I doubt many investors or analyst on Onyx Pharmaceuticals' (NASDAQ: ONXX) conference call last week were most interested in the sales of the company's oncology drugs in the second quarter. Instead, they wanted to know whether Onyx would be sold and, if so, for how much.

They didn't get it.

The best Onxy CEO Tony Coles could offer was that there are "multiple parties currently engaged in discussions."

The front-runner to acquire Onyx appears to be Amgen (AMGN -0.50%), given that it made the initial bid that triggered the auction process, and media outlets have cited unnamed sources that say the bid is $130 per share.
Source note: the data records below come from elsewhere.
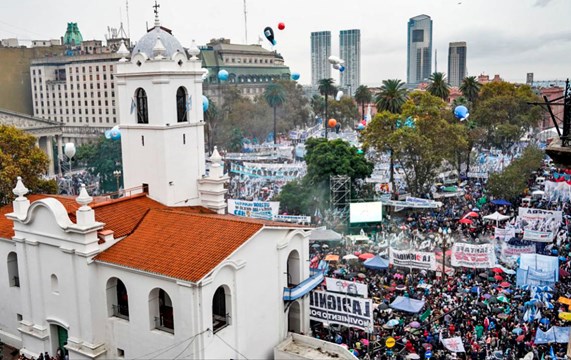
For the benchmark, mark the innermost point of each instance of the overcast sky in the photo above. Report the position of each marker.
(506, 37)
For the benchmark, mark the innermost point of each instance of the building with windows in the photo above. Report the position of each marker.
(250, 67)
(419, 49)
(350, 51)
(457, 52)
(320, 52)
(78, 91)
(161, 272)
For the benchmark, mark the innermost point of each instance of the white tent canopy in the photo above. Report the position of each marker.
(496, 217)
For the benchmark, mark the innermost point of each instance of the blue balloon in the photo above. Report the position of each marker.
(461, 112)
(115, 133)
(205, 103)
(223, 75)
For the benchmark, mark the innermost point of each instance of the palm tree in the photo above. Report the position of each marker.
(470, 88)
(275, 96)
(438, 85)
(391, 97)
(326, 87)
(363, 96)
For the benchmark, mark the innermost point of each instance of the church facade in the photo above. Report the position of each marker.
(163, 273)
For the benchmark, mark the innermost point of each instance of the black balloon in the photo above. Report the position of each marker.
(269, 33)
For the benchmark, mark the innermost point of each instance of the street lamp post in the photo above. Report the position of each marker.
(69, 151)
(117, 174)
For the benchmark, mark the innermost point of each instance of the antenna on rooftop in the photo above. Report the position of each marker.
(128, 23)
(245, 23)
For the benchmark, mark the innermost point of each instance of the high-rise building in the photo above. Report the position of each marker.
(419, 49)
(457, 52)
(320, 52)
(350, 51)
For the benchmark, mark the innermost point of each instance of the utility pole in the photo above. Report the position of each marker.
(245, 24)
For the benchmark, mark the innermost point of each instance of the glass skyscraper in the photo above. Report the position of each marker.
(419, 49)
(350, 51)
(320, 52)
(456, 63)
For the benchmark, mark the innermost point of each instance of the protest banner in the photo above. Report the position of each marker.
(504, 234)
(346, 287)
(517, 250)
(539, 236)
(255, 209)
(479, 256)
(531, 214)
(327, 307)
(454, 344)
(413, 259)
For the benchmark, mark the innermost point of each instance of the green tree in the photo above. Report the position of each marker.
(422, 148)
(363, 96)
(438, 85)
(101, 158)
(511, 183)
(275, 96)
(326, 87)
(294, 112)
(324, 158)
(470, 88)
(19, 156)
(391, 97)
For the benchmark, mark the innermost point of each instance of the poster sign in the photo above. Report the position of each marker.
(413, 259)
(255, 209)
(530, 214)
(346, 287)
(539, 236)
(504, 234)
(514, 250)
(454, 344)
(479, 256)
(327, 307)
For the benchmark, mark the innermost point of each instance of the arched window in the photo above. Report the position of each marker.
(221, 308)
(13, 275)
(117, 299)
(181, 108)
(161, 310)
(55, 284)
(142, 108)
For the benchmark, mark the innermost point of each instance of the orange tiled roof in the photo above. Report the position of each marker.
(179, 244)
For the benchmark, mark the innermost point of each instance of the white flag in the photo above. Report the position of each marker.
(454, 344)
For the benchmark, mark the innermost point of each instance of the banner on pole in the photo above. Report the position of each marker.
(515, 250)
(255, 209)
(346, 287)
(414, 259)
(479, 256)
(504, 234)
(539, 236)
(327, 307)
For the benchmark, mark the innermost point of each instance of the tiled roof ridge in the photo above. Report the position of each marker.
(116, 201)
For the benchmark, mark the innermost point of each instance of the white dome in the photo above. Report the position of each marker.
(147, 43)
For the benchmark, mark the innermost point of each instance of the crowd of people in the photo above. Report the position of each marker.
(483, 307)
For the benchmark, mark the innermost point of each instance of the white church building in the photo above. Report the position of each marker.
(162, 273)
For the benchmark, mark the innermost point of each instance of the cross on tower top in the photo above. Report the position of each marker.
(156, 11)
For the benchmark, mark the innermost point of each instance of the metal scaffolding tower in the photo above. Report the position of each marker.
(340, 195)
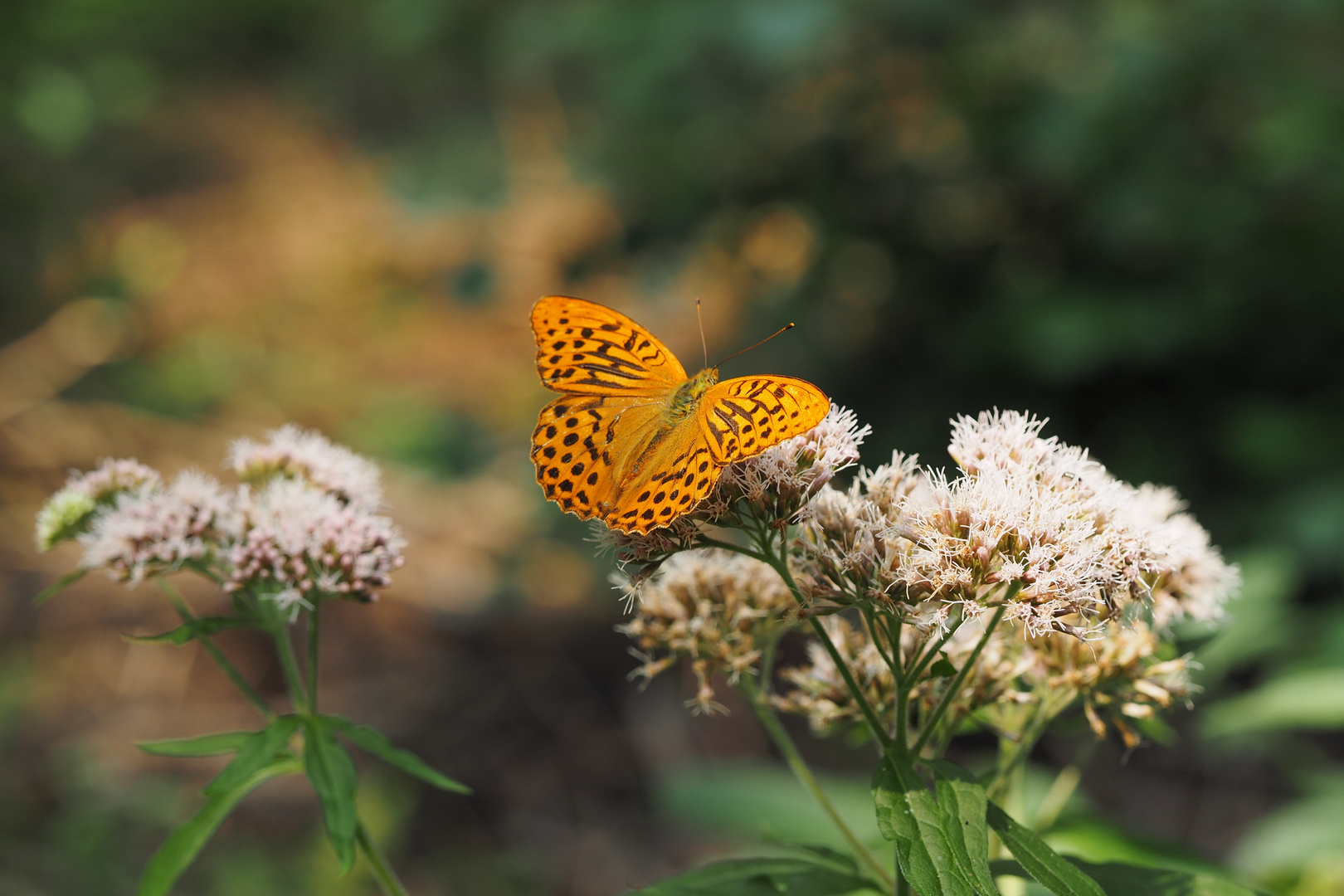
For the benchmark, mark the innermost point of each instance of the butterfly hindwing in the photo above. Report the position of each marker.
(745, 416)
(590, 349)
(578, 455)
(671, 477)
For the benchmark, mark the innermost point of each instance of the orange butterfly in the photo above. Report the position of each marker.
(632, 441)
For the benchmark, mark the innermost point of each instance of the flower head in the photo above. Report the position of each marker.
(709, 606)
(297, 453)
(69, 512)
(780, 481)
(297, 540)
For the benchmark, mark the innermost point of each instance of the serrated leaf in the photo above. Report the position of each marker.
(925, 833)
(763, 878)
(205, 626)
(60, 585)
(1050, 869)
(187, 840)
(377, 743)
(332, 774)
(203, 746)
(962, 796)
(1118, 879)
(260, 748)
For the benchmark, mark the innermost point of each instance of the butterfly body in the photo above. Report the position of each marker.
(632, 440)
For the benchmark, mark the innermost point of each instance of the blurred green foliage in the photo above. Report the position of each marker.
(1125, 215)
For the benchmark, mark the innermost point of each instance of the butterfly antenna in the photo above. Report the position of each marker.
(786, 327)
(704, 345)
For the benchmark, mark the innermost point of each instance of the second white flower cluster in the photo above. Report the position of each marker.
(304, 522)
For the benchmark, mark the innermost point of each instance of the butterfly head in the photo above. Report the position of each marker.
(687, 398)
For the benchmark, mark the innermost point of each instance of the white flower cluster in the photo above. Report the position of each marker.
(66, 512)
(1074, 542)
(155, 527)
(304, 527)
(304, 455)
(709, 606)
(1090, 571)
(782, 479)
(297, 539)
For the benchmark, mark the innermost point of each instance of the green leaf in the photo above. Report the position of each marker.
(60, 585)
(1051, 869)
(203, 746)
(205, 626)
(928, 835)
(378, 744)
(257, 750)
(1311, 699)
(1118, 879)
(964, 798)
(187, 840)
(332, 774)
(765, 878)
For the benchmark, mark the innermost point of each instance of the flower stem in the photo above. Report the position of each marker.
(378, 863)
(314, 635)
(782, 564)
(217, 655)
(290, 665)
(951, 696)
(804, 774)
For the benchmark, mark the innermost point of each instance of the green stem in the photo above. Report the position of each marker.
(704, 542)
(217, 655)
(925, 657)
(314, 635)
(782, 564)
(290, 665)
(804, 774)
(902, 884)
(951, 696)
(378, 863)
(893, 663)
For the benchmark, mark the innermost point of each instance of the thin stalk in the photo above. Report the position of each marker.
(874, 723)
(290, 665)
(782, 566)
(383, 874)
(873, 635)
(217, 655)
(704, 542)
(949, 698)
(804, 774)
(314, 635)
(923, 657)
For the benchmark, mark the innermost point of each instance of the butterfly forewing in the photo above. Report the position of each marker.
(743, 416)
(590, 349)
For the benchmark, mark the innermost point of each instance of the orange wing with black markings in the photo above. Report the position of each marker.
(585, 348)
(632, 441)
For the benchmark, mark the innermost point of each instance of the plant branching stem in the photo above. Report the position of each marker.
(217, 655)
(378, 864)
(290, 665)
(951, 696)
(804, 774)
(314, 642)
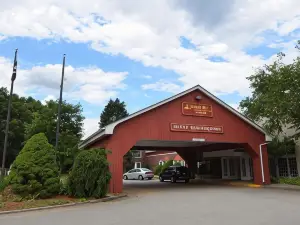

Shares currently trade a little below the rumored $130 takeout price. There doesn't seem to be much confidence that there are "multiple parties" that will come in and top Amgen. Or even just one. At one point after the initial unsolicited bid, Onyx traded above $136.

The other possibility is that investors think Amgen will demand a higher price than $130, but they also see a decent chance that talks will break off -- which could send shares down sharply -- so investors are demanding more of a premium for taking on that risk.

A compromise?
When two parties can't work out an acquisition price, the disagreement on the value of the takeout target is almost always based on its future revenue potential. The seller has lofty goals; the buyer isn't quite sure the drugs can hit those goals.

The solution is to hold back part of the deal as a contingent value right, or CVR. Both sides end up happy, with the seller getting paid if the goals are met and the buyer willing to shell out more if it ends up getting more than it expected.

AstraZeneca (AZN -0.25%), for instance, held back more than a quarter of the potential payment to shareholders of Omthera Pharmaceuticals when it bought the company. The phase 3 trials for its lipid lowering drug, Epanova, were successful, but the drug's sales potential is still in question. Amarin's (AMRN -4.94%) competing fish oil, Vascepa, was off to a slow start when AstraZeneca announced the purchase back in May, and it looks like AstraZeneca made a good choice hedging its bet; in the second quarter, sales of Vascepa amounted to just $5.5 million.

For Onyx, Amgen could offer $130 and give investors a CVR that paid a few bucks if its cancer drug Nexavar hits certain annual revenue targets and/or if its blood cancer drug Kyprolis gains approval as a first-line setting. CVRs can pretty much be tailored to cover whatever is holding up the price.

My guess
And that's all it really is at this point, a guess. Onyx is no longer an investment; it's a guess as to who is going to win at the bargaining table.

A $130 per share, the offer looks like a fairly good deal for Amgen. But Onyx might not have much bargaining power left, with Pfizer (PFE -0.12%) dropping out a few weeks ago and Bloomberg reporting that Novartis is now out. I'm not sure there really are "multiple parties" left.

It would be helpful to know why Pfizer and Novartis aren't interested in buying, but we'll probably never get the full story. If the problem is fit -- Pfizer, for instance, has a drug that competes with Nexavar -- rather than price, it might give Onyx the courage to hold on for more.

My guess is that if $130 without a CVR becomes the final offer, it'll be hard for Onyx's board to turn it down, considering it's a 50% premium on the price before Amgen made its initial offer. The upside from here doesn't look tempting given the downside risk that a deal won't go through, however small it may be.